Furthermore, with the advance in 4G and 5G technology, physical broadband is rapidly becoming old technology, and as such any subsequent government would end up spending billions of pounds on updating and maintaining outdated technology, assuming that they even have the capacity to do so.
The shares look set to finish the day lower, though part of the reason could also be down the fact they’ve also committed to pay £1.2bn for Champions League football until 2024, quite a hefty price at a time when some of the gloss appears to have gone off the brand.
For a lot of utility and transport companies, the 12 December election can’t come soon enough as the “at risk from nationalisation list” gets ever longer. It surely can’t be too long before Labour gets around to looking at British Airways, after all that was sold off in 1987, and appears to be one of the few UK-listed companies left, along with Rolls Royce, that Labour hasn’t threatened to renationalise
TalkTalk shares have also fallen sharply, after they announced they would be delaying the sale of its ultrafast broadband network to CityFibre Holdings until after the general election next month, as a result of this morning’s news around BT. On a more positive note the company did report a rise in operating profit of £29m, and kept its full year guidance unchanged.
Vodafone shares are also lower, though that may be more to do with the problems in its India business, Vodafone Idea, which this morning took a charge of $4bn against possible demands from the Indian government for overdue fees.
On the plus side Whitbread shares have risen to the top of the pile on the back of an upgrade from Barclays.
US markets continue to set new records, with the S&P500 opening above 3,100, after retail sales for October showed a gain of 0.3%, slightly better than expected, and reversing the 0.3% fall seen in September. The internals were slightly disappointing, while industrial production also declined sharply by 0.8%, but a lot of that was down to the GM strike so there should be a rebound in November.
Stocks in focus include Amazon, who are taking legal action against the Federal Government accusing it of “unmistakeable bias” in the procurement process, after it announced the awarding of a $10bn defence cloud computing contract to Microsoft.
On the earnings front chipmaker NVidia reported Q2 numbers that comfortably beat expectations, beating on profits and revenues. The company did warn that the current quarter might well be weaker due to seasonal weakness.
The pound has traded fairly steadily in spite of all the political noise coming out from Labour’s manifesto commitments on broadband. That suggests that, for now, markets don’t assign a high probability that the Labour party will be in a position to implement them, as they would need a parliamentary majority to do so, and on current polling numbers that is just not feasible.
The US dollar has taken a step back after a disappointing retail sales report, which saw some downward revisions to previous months, alongside some weaker than expected internals. Stripping out larger items the numbers were a little weaker. Industrial production was also weaker which appears to have reinforced this afternoons slide.

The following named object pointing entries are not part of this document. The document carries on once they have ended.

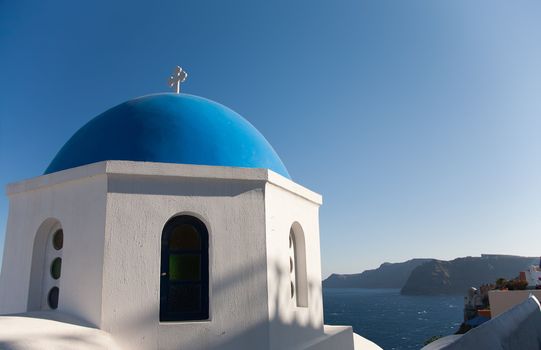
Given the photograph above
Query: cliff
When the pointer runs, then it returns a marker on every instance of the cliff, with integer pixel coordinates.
(388, 275)
(437, 277)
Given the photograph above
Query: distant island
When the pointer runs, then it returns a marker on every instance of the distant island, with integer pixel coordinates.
(435, 277)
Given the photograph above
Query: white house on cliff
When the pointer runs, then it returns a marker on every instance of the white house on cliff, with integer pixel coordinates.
(167, 222)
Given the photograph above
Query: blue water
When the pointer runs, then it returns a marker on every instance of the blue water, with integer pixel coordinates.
(391, 320)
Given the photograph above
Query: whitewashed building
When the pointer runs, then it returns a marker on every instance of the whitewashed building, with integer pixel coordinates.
(167, 222)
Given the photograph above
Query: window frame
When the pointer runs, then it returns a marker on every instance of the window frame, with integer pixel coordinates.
(165, 283)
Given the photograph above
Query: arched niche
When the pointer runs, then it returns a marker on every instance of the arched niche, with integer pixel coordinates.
(297, 263)
(46, 267)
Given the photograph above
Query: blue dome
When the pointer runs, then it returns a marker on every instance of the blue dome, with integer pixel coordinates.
(169, 128)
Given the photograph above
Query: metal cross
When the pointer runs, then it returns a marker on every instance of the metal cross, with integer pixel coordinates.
(178, 77)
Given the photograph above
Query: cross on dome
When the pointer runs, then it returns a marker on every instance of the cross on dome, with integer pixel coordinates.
(178, 77)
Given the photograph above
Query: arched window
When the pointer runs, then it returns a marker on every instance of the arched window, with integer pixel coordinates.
(184, 284)
(297, 266)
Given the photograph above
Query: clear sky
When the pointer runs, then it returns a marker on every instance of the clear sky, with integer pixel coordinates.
(418, 121)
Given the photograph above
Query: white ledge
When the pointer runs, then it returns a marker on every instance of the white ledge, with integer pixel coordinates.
(118, 167)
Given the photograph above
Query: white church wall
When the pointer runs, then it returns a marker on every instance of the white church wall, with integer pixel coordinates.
(292, 325)
(76, 200)
(233, 210)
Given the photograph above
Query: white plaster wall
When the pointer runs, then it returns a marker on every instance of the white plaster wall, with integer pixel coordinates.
(79, 206)
(137, 209)
(502, 300)
(292, 327)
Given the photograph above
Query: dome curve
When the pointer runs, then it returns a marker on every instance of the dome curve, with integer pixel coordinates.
(169, 128)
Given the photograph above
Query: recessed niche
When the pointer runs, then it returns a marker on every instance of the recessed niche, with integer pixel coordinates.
(56, 268)
(58, 239)
(52, 298)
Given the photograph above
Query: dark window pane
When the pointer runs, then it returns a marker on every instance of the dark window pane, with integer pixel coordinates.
(52, 298)
(58, 239)
(184, 267)
(184, 298)
(184, 237)
(56, 266)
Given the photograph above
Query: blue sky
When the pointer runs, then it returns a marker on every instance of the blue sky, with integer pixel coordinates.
(418, 121)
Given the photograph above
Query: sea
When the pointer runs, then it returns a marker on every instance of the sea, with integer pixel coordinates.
(391, 320)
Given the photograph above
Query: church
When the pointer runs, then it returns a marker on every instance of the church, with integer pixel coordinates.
(166, 222)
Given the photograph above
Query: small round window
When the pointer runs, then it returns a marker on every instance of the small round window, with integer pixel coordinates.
(56, 267)
(52, 298)
(58, 239)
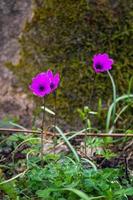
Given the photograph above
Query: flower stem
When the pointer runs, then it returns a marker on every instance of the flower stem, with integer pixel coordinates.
(42, 132)
(114, 96)
(55, 119)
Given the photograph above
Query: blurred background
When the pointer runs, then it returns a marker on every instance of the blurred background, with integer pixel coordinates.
(64, 36)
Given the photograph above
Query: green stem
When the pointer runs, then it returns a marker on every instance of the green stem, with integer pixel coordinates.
(42, 132)
(55, 121)
(114, 95)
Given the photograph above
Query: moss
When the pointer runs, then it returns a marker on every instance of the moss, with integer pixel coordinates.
(64, 35)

A more resilient stock market has seen gold prices slip back a little today, though they have managed to recover a touch, after the big losses of last week. There still seems to be an appetite for the yellow metal, despite recent falls against the continued uncertainty with respect to US, China trade relations.
Crude oil prices appear to be treading water squeezed by concerns about slowing demand and increasing supply. While global demand has been rising, the rate it has been rising has been slowing, with OECD countries seeing a drop off in demand. The market appears to be range bound for the time being between $64 and $57 a barrel.